March will kick off with markets digesting President Donald Trump’s first address before a joint session of Congress on Tuesday night.
We argue here that markets, which have been inclined to give the President the benefit of the doubt when it comes to the timeline — and details — of his major economic initiatives, aren’t likely to be inclined to make major moves based on what Trump says. So we’ll see.
As for Wednesday, the calendar is quite busy with the Federal Reserve’s preferred inflation measure, two readings on US manufacturing, auto sales, and the Fed’s Beige Book report due out.
At 8:30 a.m. ET, the personal income and spending report will be released, but the big number in here will be the “core” PCE reading, the Fed’s preferred measure of inflation, which is expected to show prices rose 1.7% over last year, still below the Fed’s 2% target.
As of Tuesday, interest rate markets were pricing in about a 50% chance of the Fed raising rates at its March meeting in two weeks. On Friday, we’ll hear from Fed Chair Janet Yellen, which could give investors more clues as to the Fed’s plans later in March and for the balance of the year.
Elsewhere in data, both Markit Economics and the Institute for Supply Management will release manufacturing survey results on Wednesday, which markets expect to continue the recent streak of strong survey data since the presidential election.
On Tuesday, the Conference Board’s latest reading of consumer confidence beat expectations, continuing this trend of stronger-than-expected “soft data.” But as the following chart from Deutsche Bank’s Torsten Sløk shows, expectations for hard data — think retail sales and GDP, among other figures — still haven’t picked up.
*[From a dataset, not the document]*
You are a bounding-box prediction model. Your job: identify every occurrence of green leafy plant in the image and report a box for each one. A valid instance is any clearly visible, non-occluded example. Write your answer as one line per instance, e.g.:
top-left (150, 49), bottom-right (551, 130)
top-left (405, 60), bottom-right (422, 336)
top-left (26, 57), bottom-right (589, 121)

On Tuesday, the second estimate of fourth quarter GDP disappointed.
On Wednesday afternoon, we’ll also get the latest Beige Book from the Federal Reserve, a collection of economic anecdotes from each of the Fed’s 12 districts which outlines the Fed’s discussion of the economy likely to take place at its two-day FOMC meeting, set to kick off on March 14.
Stuff is getting cheaper on Wall Street.
Not stocks, at least when valued on a price-to-earnings basis, but the cost you pay to invest in stocks (and other things).
This week, both Fidelity and Charles Schwab (SCHW) have cut commissions on U.S. stocks and ETFs to $4.95 per trade. And last week, Bloomberg reported that Vanguard cut expense ratios on 68 ETFs and mutual funds, its third such move since December.
The most interesting news on the fees front, however, was a report from the Wall Street Journal that legendary hedge fund investor Paul Tudor Jones would cut his management fees to 1.75% of assets under management and 20% of profits.
In his latest letter to Berkshire Hathaway (BRK-A, BRK-B) shareholders, Warren Buffett railed against the hedge fund industry (again!), writing that, “When trillions of dollars are managed by Wall Streeters charging high fees, it will usually be the managers who reap outsized profits, not the clients. Both large and small investors should stick with low-cost index funds.”
The standard “2 and 20” structure enjoyed by the hedge fund industry — charging a 2% fee on assets under management and a 20% cut of profits — in Buffett’s view makes the ability for investors to really get what they’re looking for, which is market beating performance, almost impossible. This is not, of course, a particularly novel view.
As we wrote over the weekend, Buffett praised Vanguard founder Jack Bogle as a “hero” for giving investors wide access to cheap investment options. And while many have seen the rise of Vanguard’s assets under management as a sign of investors crowding into passive investment strategies, this divide is really about cheap versus expensive investment choices.
Active implies investors — or, more specifically, fund managers — making changes to a portfolio simply for the sake of change. Passive implies that investors are simply lemmings, sitting back and doing nothing while potentially losing money. Recall that over the summer Bernstein analyst Inigo Fraser-Jenkins wrote that the rise of passive investing could have worse outcomes than Marxism.
But Buffett’s discussion of the issue in his latest letter re-focuses the “active vs. passive” debate towards one that is more productive and captures what “active vs. passive” really means. This debate is not about how you invest but how much it costs for you to invest.
And the irony, of course, is that the reason it is now so cheap for the average person to invest, regardless of the style they hope to pursue, is because of capitalism.